Рублев сел за ближний стол, небрежно, как ресторанный завсегдатай, смял салфетку, пододвинул к себе вазу с цветами.

– Аромат полей. В «Славянском»…

Тамара Васильевна удивленно посмотрела на Рублева, пожала плечами в недоумении, хотела что-то сказать, но ее опередил ефрейтор Павел Бошаков. Он положил ему руку на плечо, твердо сдавив. Сказал со спокойной уверенностью в правоте своих действий.

– Руки не помыл. На кухне умывальник.

Рублев недовольно дернулся, но ефрейтор Бошаков еще крепче сдавил ему плечо – Рублев поднял голову, увидел строгое лицо, ежик светлых волос и, неторопливо смерив взглядом ефрейтора с головы до ног, определил мысленно: «Все при нем. В меру высок, в меру развит. Интеллигентом смотрится», – и, ухмыльнувшись, протянул развязно:

– Они у меня чистые. Я их в казар-рме тщательно…

– Не очень тщательно. Грязь на руках. Пройди на кухню, отмой.

Бошаков, не сознавая этого, повторял поступок своего первого наставника. После ПТУ (отец, главный инженер завода, настоятельно посоветовал начать трудовую биографию у станка) Бошаков пришел в молодежную бригаду, наставником которой был пожилой рабочий, щедрой души человек. Все звали его Фадеичем.

Не успел еще Павел ознакомиться по-настоящему с делом и с ребятами, как Фадеич собрал бригаду и стал советоваться:

– Тут намедни мать-наседка одна прибегала. Кудахчет: сладу с сыном нету никакого, возьмите, дескать, на воспитание. Одна, мол. Муж на фронте погиб. Ну что, возьмем? Я-то думку держу, взять следует.

Кто же станет возражать наставнику? Ему видней. А встретить парня по-хорошему ребята пообещали. Так и сделали. Станок, на котором ему предстояло работать, вычистили до блеска, инструменты разложили. Обо всем, в общем, позаботились. А парень с ухмылкой так:

– Ажурчик. Вот спасибочки! Вот бы еще кто кнопочку нажал, чтобы это чудо современной техники закрутилось…

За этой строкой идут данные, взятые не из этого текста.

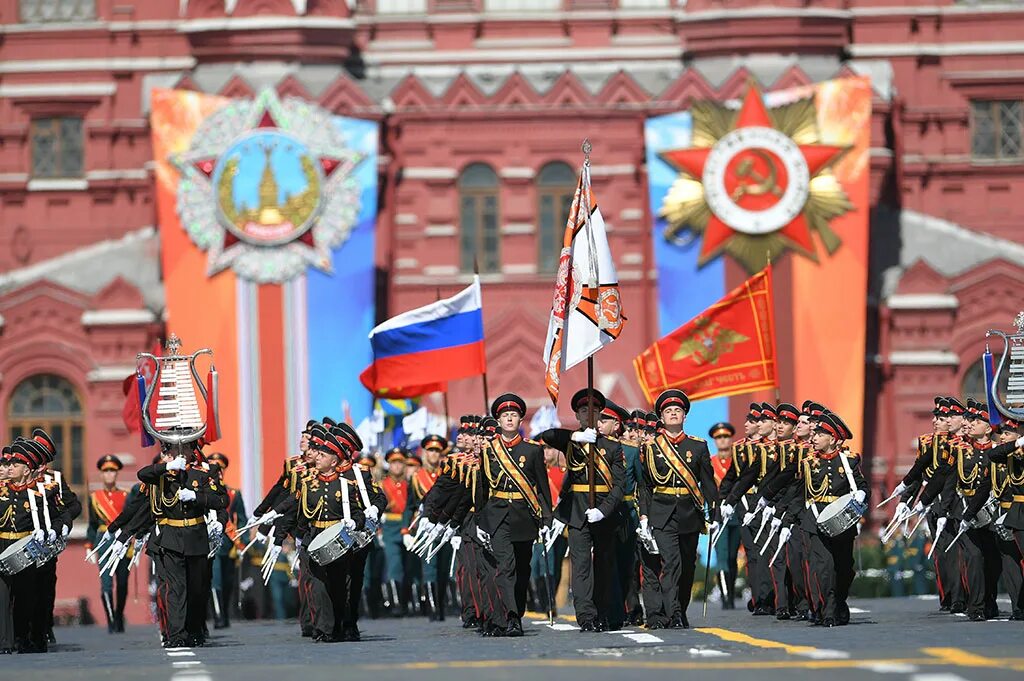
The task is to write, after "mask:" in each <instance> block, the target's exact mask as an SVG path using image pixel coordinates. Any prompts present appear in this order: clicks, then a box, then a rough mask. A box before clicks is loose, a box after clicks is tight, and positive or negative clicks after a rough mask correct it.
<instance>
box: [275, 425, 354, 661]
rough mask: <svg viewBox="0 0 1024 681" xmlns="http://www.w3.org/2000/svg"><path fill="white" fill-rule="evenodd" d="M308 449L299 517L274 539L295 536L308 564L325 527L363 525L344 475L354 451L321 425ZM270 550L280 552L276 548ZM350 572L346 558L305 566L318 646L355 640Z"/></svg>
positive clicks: (311, 440)
mask: <svg viewBox="0 0 1024 681" xmlns="http://www.w3.org/2000/svg"><path fill="white" fill-rule="evenodd" d="M309 444H310V448H309V449H310V450H311V451H312V452H313V453H314V457H315V458H314V466H313V469H312V471H311V474H309V475H306V476H303V477H302V478H301V479H300V480H299V486H298V488H297V490H296V498H297V500H298V505H297V512H296V513H294V514H286V515H284V516H283V517H282V518H280V519H279V520H278V521H276V522H275V523H274V534H275V535H276V534H279V530H280V531H281V534H282V535H284V534H287V533H289V531H293V534H294V535H295V538H296V544H297V545H299V547H300V551H301V552H302V553H303V554H305V555H306V557H307V558H308V547H309V543H310V542H311V541H312V540H313V539H315V538H316V536H317V535H319V534H321V533H322V531H324V530H325V529H327V528H328V527H332V526H334V525H336V524H338V523H342V524H343V527H344V529H346V530H348V531H353V530H355V529H357V528H358V527H360V526H361V525H362V524H364V520H365V516H364V510H362V508H361V505H360V503H359V502H358V494H357V493H356V490H355V488H354V486H355V485H354V484H350V483H349V478H348V477H346V476H345V475H343V473H345V472H350V471H351V462H350V461H347V459H348V456H349V454H350V453H351V452H352V451H354V450H355V448H354V444H353V443H352V442H349V441H346V442H344V443H342V442H341V441H339V439H338V438H337V436H336V435H335V434H334V433H333V432H329V431H328V430H327V429H326V428H325V427H324V426H322V425H319V424H316V425H314V426H312V428H311V429H310V431H309ZM293 528H294V530H293ZM270 550H271V551H272V552H280V546H273V548H271V549H270ZM275 557H276V556H274V558H275ZM349 567H350V565H349V560H348V556H344V555H343V556H341V557H340V558H338V559H336V560H334V561H332V562H330V563H328V564H327V565H319V564H317V563H316V561H314V560H312V559H307V560H306V561H305V565H304V566H303V569H308V571H309V578H308V581H307V592H308V593H307V595H306V597H307V598H308V599H309V611H310V614H311V616H312V623H313V634H312V639H313V641H315V642H317V643H333V642H335V641H347V640H357V638H358V632H357V630H356V631H355V632H351V631H349V630H348V629H347V628H346V626H345V625H346V623H347V622H348V621H349V619H348V618H347V609H348V590H347V581H348V578H349ZM353 635H354V637H355V638H354V639H353Z"/></svg>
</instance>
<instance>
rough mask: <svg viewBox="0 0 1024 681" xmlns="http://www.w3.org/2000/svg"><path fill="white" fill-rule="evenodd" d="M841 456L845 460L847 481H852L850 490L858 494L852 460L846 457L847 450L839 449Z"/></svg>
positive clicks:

Подошел к нему Фадеич, пятерней своей жилистой взял его за плечо, как тряхнет.

– Я те, сукин сын, поразглагольствую! Хошь, чтоб люди уважали, засучай рукава. Ну!

Включил, конечно, станок сам, но явно не с энтузиазмом. В общем, волынил поначалу да ершился, но ребята дружно на него влияли, а Фадеич то отчитает, то душевно с ним поговорит. Взял в конце концов в толк, где верный путь по жизни. Спасибо потом говорил.

Бошаков еще крепче сдавил плечо Рублева.

– Ну!

Рублев нехотя встал и пошагал за ефрейтором на кухню. И только вошли в нее, Бошаков остановился.

– Давай знакомиться. Павел Бошаков. Секретарь комсомольской организации. Посещал и «Метрополь», и «Славянский базар», – тихо, чтобы не слышно было в столовой, заговорил Павел. – А позвал я тебя сюда не руки мыть, а мозги просветить. Запомни, нежные женские руки у жены нашего начальника. Звать ее Тамара Васильевна. Если хотя бы одну пошлость в ее адрес скажешь, солдаты не поймут и не простят тебя.

– Я…

– Все. Если понял, иди обедай.

А Тамара Васильевна, подавая молодым пограничникам уху с крупными кусками маринки, расспрашивала о доме, о родителях, о невестах. Интересовалась, какой самый любимый писатель, какая самая любимая книга – вопросы эти она задавала по-матерински ласково, и солдатики сразу же проникались к ней уважением, отвечали охотно.

– А как тебя звать? – спросила она Рублева, когда поставила перед ним тарелку с ухой.

– Маман Мишенькой звала, подружки мои – Мишелем.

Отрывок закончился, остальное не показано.